The search wars have moved to the next dimension -- your computer desktop.
In a move that beats competitors Yahoo, Microsoft, America Online and Ask Jeeves to the starting gate, Internet search giant Google (GOOG) on Thursday announced a program enhancement that searches Web pages plus e-mails, pictures, music and other documents on your computer's hard drive.
The free program can find items on your C: drive with a speed not seen before. Web analysts call Google's innovation the most significant new Internet technology in years.
"What they've done is pretty astounding," says Charlene Li, an analyst with market tracker Forrester Research. "It moves Google off the Web and into what was Microsoft's territory. Now you can do all your searching in one stop."
Google says bringing search to the desktop was the number one request from its users.
"They said, 'This Web search is wonderful. Why can't I search my computer the same way?'" says Marissa Mayer, Google's director of consumer web products.
Although the new program can be used exclusively offline to probe hard drives, Google designed it to meld with its online search engine. Google.com visitors who have the program installed on their computer will see a "desktop" tab above the search engine toolbar and all their search results will include a section devoted to the hard drive in addition to the Web.

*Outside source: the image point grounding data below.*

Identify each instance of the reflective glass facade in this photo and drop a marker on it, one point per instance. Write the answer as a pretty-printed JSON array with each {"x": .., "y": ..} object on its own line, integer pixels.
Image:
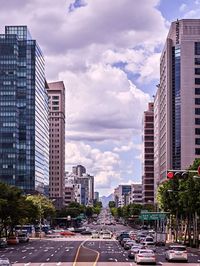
[
  {"x": 176, "y": 107},
  {"x": 24, "y": 140}
]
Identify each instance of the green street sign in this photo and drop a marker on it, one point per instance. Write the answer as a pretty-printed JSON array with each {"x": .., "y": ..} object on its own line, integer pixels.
[{"x": 153, "y": 216}]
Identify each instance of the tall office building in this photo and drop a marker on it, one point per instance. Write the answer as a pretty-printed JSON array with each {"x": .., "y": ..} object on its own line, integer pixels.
[
  {"x": 178, "y": 143},
  {"x": 24, "y": 127},
  {"x": 148, "y": 169},
  {"x": 79, "y": 170},
  {"x": 56, "y": 93}
]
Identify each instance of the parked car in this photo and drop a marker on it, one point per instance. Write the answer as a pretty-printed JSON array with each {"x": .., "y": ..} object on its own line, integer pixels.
[
  {"x": 134, "y": 249},
  {"x": 3, "y": 243},
  {"x": 176, "y": 252},
  {"x": 107, "y": 235},
  {"x": 95, "y": 234},
  {"x": 67, "y": 233},
  {"x": 149, "y": 245},
  {"x": 128, "y": 244},
  {"x": 124, "y": 240},
  {"x": 23, "y": 237},
  {"x": 145, "y": 256},
  {"x": 5, "y": 262},
  {"x": 12, "y": 240},
  {"x": 86, "y": 232}
]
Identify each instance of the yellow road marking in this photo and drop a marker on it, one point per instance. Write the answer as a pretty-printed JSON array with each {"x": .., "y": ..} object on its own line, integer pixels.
[{"x": 78, "y": 251}]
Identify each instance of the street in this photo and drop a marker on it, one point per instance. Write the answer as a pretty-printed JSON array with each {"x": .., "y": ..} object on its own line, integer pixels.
[{"x": 80, "y": 250}]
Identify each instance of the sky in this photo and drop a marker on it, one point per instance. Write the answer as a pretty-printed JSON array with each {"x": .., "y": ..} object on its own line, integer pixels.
[{"x": 107, "y": 53}]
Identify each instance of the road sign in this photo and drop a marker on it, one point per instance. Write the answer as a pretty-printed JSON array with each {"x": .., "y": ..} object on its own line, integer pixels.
[{"x": 153, "y": 216}]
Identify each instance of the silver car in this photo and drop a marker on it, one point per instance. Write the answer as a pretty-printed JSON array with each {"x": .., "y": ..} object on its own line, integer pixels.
[
  {"x": 5, "y": 262},
  {"x": 145, "y": 256},
  {"x": 176, "y": 252}
]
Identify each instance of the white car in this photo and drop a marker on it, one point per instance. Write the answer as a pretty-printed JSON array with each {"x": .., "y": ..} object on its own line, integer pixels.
[
  {"x": 95, "y": 234},
  {"x": 176, "y": 252},
  {"x": 145, "y": 256},
  {"x": 5, "y": 262},
  {"x": 107, "y": 235},
  {"x": 149, "y": 245}
]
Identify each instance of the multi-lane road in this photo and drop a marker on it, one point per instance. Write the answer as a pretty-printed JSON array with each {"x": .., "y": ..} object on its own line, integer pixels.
[{"x": 80, "y": 251}]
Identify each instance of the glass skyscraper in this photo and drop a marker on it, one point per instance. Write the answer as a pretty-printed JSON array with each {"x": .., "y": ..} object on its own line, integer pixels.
[{"x": 24, "y": 127}]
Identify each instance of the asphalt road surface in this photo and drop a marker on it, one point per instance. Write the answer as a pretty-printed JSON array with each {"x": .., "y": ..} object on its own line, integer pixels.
[{"x": 81, "y": 251}]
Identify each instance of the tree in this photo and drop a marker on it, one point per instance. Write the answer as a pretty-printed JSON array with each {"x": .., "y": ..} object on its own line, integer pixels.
[
  {"x": 44, "y": 207},
  {"x": 111, "y": 204}
]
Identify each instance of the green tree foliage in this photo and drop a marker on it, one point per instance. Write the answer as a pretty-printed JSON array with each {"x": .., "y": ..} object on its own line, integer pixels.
[
  {"x": 43, "y": 207},
  {"x": 181, "y": 198},
  {"x": 111, "y": 204},
  {"x": 14, "y": 209}
]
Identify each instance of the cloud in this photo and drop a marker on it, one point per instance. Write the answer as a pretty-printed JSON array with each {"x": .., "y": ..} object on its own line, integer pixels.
[
  {"x": 103, "y": 165},
  {"x": 95, "y": 46},
  {"x": 102, "y": 102},
  {"x": 183, "y": 7}
]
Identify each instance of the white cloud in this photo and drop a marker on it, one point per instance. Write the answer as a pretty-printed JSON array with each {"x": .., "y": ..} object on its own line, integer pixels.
[
  {"x": 103, "y": 165},
  {"x": 82, "y": 48},
  {"x": 102, "y": 103},
  {"x": 183, "y": 7}
]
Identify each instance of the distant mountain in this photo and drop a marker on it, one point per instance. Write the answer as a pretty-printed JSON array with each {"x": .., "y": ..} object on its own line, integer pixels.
[{"x": 105, "y": 200}]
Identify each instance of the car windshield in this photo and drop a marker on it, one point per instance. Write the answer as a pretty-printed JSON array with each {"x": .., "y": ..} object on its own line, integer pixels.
[
  {"x": 178, "y": 248},
  {"x": 146, "y": 251}
]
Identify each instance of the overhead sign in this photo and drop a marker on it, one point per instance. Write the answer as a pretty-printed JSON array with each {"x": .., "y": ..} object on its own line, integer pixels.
[{"x": 153, "y": 216}]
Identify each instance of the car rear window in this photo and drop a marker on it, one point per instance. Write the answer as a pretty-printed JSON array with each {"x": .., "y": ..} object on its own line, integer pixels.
[
  {"x": 178, "y": 248},
  {"x": 146, "y": 251}
]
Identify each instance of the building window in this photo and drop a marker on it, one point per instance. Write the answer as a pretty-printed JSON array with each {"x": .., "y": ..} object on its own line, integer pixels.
[
  {"x": 197, "y": 61},
  {"x": 55, "y": 97},
  {"x": 197, "y": 48},
  {"x": 197, "y": 121},
  {"x": 197, "y": 71},
  {"x": 197, "y": 101},
  {"x": 197, "y": 91},
  {"x": 197, "y": 81},
  {"x": 197, "y": 131}
]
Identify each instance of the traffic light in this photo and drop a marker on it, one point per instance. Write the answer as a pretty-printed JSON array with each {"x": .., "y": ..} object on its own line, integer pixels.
[
  {"x": 170, "y": 175},
  {"x": 178, "y": 175}
]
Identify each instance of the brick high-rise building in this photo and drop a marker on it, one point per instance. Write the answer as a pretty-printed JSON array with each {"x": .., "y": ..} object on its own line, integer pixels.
[
  {"x": 148, "y": 163},
  {"x": 178, "y": 98},
  {"x": 56, "y": 93}
]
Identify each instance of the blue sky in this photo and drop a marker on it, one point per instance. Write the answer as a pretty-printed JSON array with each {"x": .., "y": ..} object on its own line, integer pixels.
[{"x": 107, "y": 53}]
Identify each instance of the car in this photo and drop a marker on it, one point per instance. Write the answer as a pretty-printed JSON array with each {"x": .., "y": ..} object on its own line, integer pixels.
[
  {"x": 140, "y": 238},
  {"x": 12, "y": 240},
  {"x": 149, "y": 245},
  {"x": 23, "y": 237},
  {"x": 5, "y": 262},
  {"x": 3, "y": 243},
  {"x": 145, "y": 256},
  {"x": 124, "y": 240},
  {"x": 128, "y": 244},
  {"x": 122, "y": 236},
  {"x": 134, "y": 249},
  {"x": 107, "y": 235},
  {"x": 67, "y": 233},
  {"x": 86, "y": 232},
  {"x": 176, "y": 252},
  {"x": 95, "y": 234}
]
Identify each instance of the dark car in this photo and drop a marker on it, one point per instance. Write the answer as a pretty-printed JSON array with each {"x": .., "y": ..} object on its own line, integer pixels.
[
  {"x": 86, "y": 233},
  {"x": 122, "y": 236},
  {"x": 3, "y": 243}
]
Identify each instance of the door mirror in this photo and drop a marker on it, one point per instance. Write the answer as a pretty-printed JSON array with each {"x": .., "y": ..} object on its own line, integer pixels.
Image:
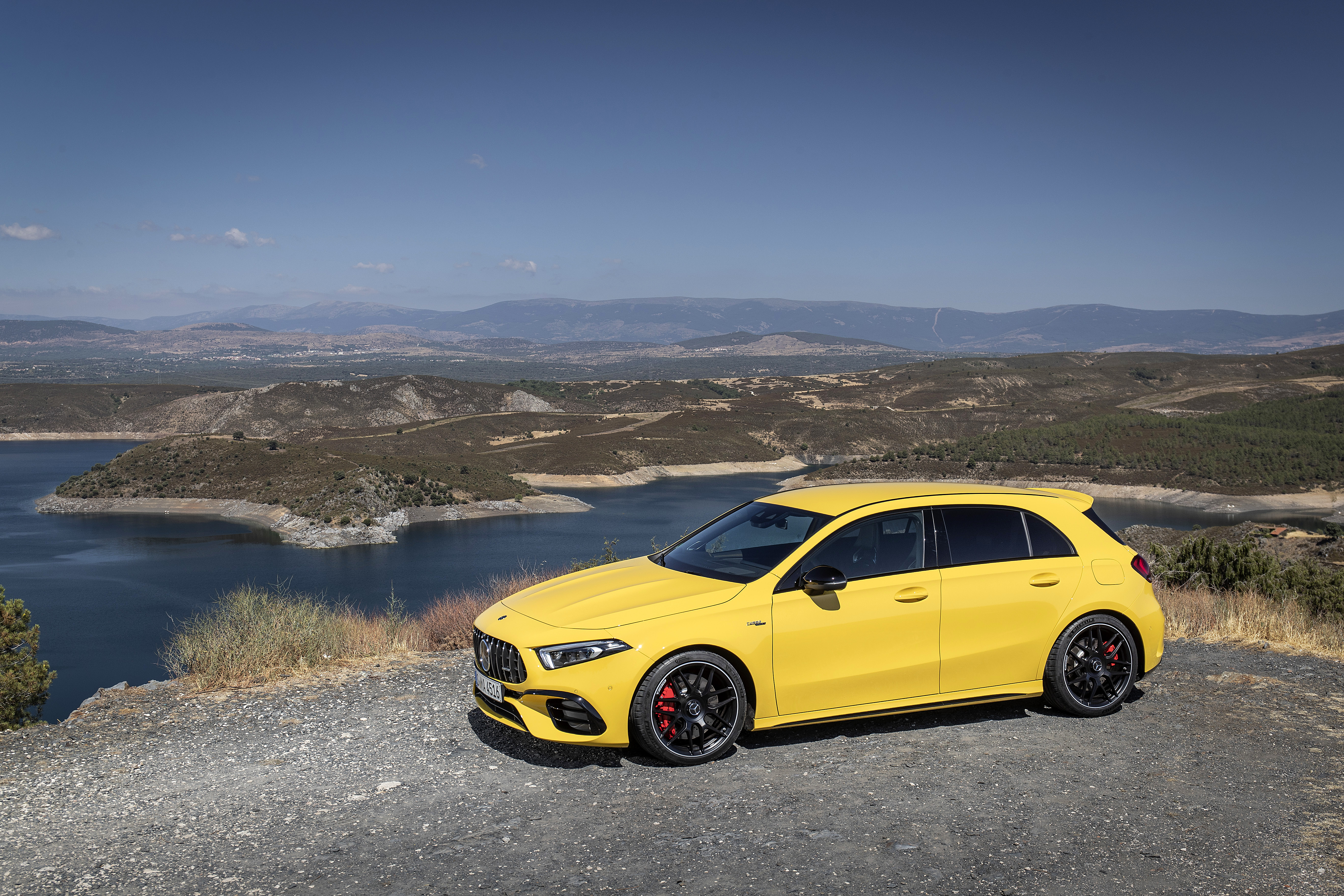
[{"x": 822, "y": 579}]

Google, the Internet's most-used search engine, hopes to profit from desktop search by keeping more users at Google and expanding the number of Web searches, where it can display more ads.
In addition, after downloading the desktop application at desktop.google.com, users track their files within the main Google page -- and many queries will come back with small text ads on the side.
The desktop application is only available for Windows computers. Mayer says she hopes to offer Apple Macintosh support in the future, along with the ability to search Adobe PDF files.